Un investissement massif pour le secteur médical
Le volet financier de cette entente est conséquent. Les États-Unis s’engagent à mobiliser jusqu’à 107 millions de dollars sur la durée du contrat. En parallèle, le Gouvernement du Niger prévoit d’allouer plus de 71 millions de dollars supplémentaires à ses dépenses de santé nationales. Au total, ce sont près de 178 millions de dollars qui seront injectés pour soutenir le système de soins nigérien.
Des priorités ciblées pour un impact durable
Le programme d’action défini par cet accord se concentre sur plusieurs axes vitaux pour la population :
- La consolidation des efforts de lutte contre le paludisme.
- L’amélioration de la surveillance et de la riposte face aux maladies infectieuses.
- La prévention de la poliomyélite et le renforcement de la santé maternelle et infantile.

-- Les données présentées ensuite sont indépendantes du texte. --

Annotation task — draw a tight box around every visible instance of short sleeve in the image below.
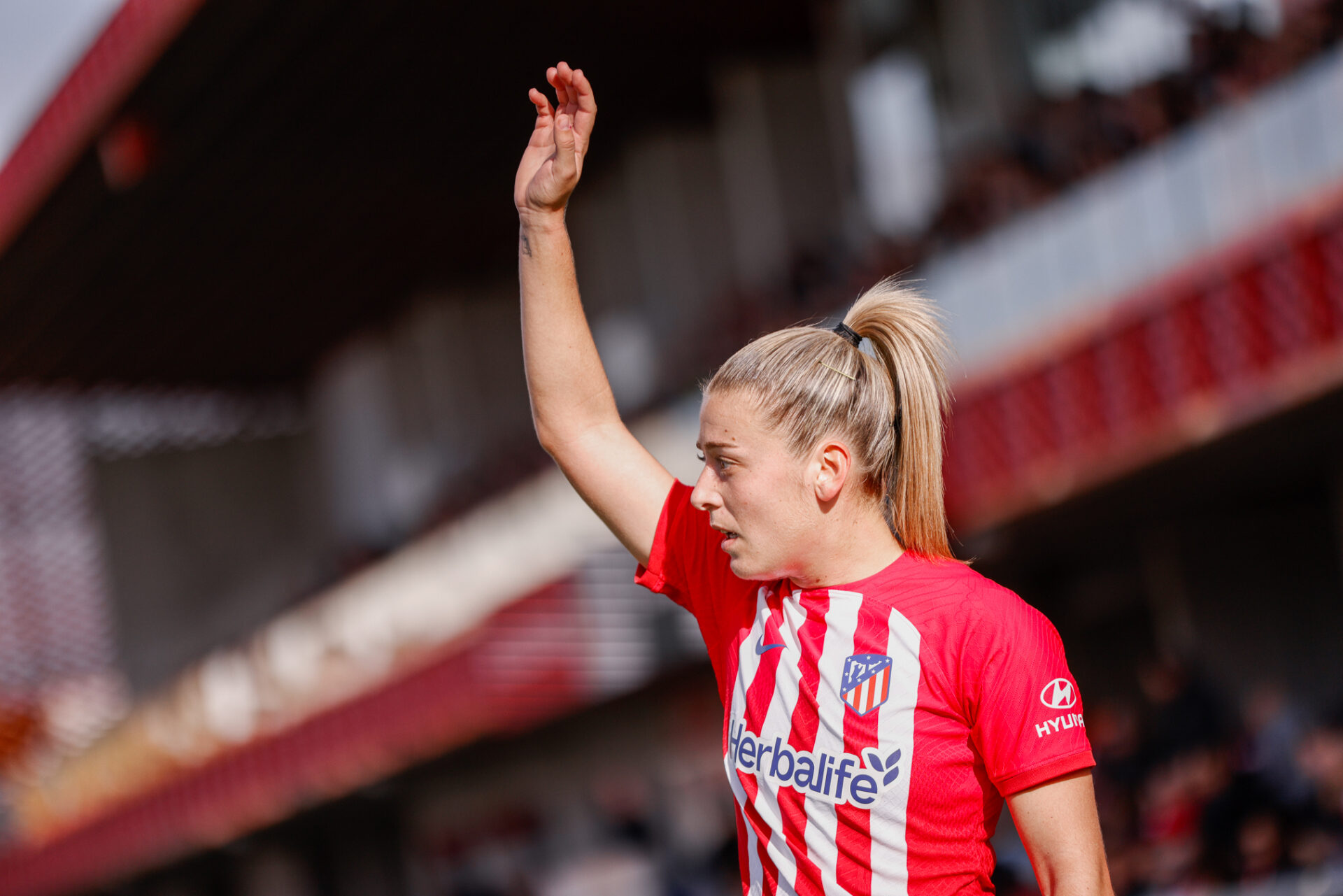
[963,587,1096,797]
[634,481,749,655]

- La formation et la montée en compétences du personnel médical.
- L’optimisation de l’accès aux outils de diagnostic et aux traitements essentiels.

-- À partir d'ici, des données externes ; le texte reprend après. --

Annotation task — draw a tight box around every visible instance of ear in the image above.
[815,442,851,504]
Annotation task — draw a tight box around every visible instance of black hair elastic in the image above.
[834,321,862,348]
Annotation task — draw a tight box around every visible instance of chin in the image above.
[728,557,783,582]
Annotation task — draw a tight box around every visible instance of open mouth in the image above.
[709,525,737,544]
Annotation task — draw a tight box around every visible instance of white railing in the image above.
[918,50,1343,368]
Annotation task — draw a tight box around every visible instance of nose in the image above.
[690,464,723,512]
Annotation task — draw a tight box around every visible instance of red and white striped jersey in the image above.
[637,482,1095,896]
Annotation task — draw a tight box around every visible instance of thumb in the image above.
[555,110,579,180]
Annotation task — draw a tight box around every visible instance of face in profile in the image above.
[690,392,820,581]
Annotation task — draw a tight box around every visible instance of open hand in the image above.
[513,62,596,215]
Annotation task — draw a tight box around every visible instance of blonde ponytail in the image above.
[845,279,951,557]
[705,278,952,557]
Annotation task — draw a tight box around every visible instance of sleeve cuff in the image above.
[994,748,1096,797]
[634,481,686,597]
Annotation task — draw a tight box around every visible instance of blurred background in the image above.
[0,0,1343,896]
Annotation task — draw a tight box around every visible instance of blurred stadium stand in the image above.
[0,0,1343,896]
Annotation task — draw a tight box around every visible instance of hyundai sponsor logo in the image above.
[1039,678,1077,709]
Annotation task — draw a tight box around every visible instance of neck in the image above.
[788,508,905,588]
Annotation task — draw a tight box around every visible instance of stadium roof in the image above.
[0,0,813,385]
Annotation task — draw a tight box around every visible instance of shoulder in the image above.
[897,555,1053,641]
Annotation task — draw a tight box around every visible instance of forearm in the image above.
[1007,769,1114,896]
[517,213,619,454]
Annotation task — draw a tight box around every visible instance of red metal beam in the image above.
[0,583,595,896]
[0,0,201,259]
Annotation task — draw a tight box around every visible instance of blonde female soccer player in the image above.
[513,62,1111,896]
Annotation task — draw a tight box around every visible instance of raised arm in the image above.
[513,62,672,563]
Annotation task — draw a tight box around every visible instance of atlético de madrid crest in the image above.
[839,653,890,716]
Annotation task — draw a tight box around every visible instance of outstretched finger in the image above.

L’ambition affichée par Niamey et Washington est de privilégier une collaboration directe, axée sur l’obtention de résultats tangibles tout en réduisant les coûts administratifs au profit des services de première ligne. Ce partenariat marque un tournant décisif vers une plus grande souveraineté du Niger dans la gestion de ses politiques de santé publique, garantissant une meilleure efficacité des interventions sur le terrain.